Kommentar: Ein „Weiter-so“ ist keine Option


Timing ist alles – das gilt auch für China. Wenn die Volksrepublik an diesem Dienstag 75 Jahre alt wird, liegt eine Reformwoche hinter ihr, wie es sie lange nicht gegeben hat. Günstigere Kredite und ein staatlich verordnetes Vertrauenspaket sollen Nachfrage und Konsum ankurbeln.
Dafür nehmen Regierung und Zentralbank viel Geld in die Hand und lösen sich ein Stück weit aus ihrer selbstverschuldeten Schockstarre. Sogar weitere Reformen werden in Aussicht gestellt – viel für ein autoritäres politisches System, das nicht offen über seine Probleme spricht und Kritikern in den eigenen Reihen ein Sprechverbot erteilt.
Das ist positiv, aber für Lobeshymnen ist es noch viel zu früh. Die Immobilienkrise hat sich tief in die Strukturen gefressen, es wird Jahre dauern, die überschüssigen Wohnungen zu verkaufen und die Kommunalfinanzen in Ordnung zu bringen. Dass die Menschen kurzfristig mehr Zuversicht entwickeln, sollte man diese Woche sehen können, wenn die Menschen in der Feiertagswoche („goldene Woche“) konsumieren und Geld ausgeben. Ja, wenn sie es tun ...

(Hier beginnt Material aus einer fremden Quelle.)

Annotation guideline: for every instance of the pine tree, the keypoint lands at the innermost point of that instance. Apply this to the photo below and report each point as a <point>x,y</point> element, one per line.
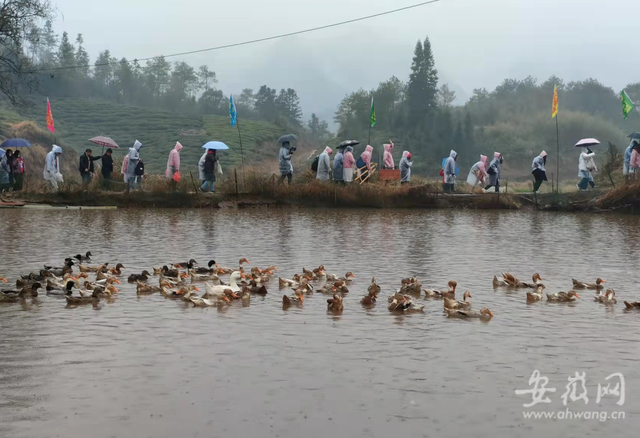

Die Regierenden haben offenbar und womöglich gerade noch rechtzeitig begriffen, dass es ein „Weiter-so“ nicht geben kann. Es hätte den Legitimitätsanspruch in der Bevölkerung der 1949 von Mao Zedong ausgerufenen Volksrepublik, die nicht mit China gleichzusetzen ist, weiter beschädigt. Apropos, Taiwan war zwar Teil Chinas, aber nie der Volksrepublik. Deshalb ist diese Differenzierung so wichtig.
Der Anspruch des modernen Chinas beruht zentral auf einem ökonomischen Versprechen: dem Aufstiegsversprechen. Ja, das stimmt, das ist auch ein Narrativ der Kommunistischen Partei, das gebetsmühlenartig wiederholt wird. Es stimmt aber auch, dass der undemokratische kommunistische Staat kein anderes Versprechen zu bieten hat. Partizipation, Teilhabe, Menschenrechte – Fehlanzeige. Stattdessen staatliche Kontrolle und Unterdrückung der Opposition.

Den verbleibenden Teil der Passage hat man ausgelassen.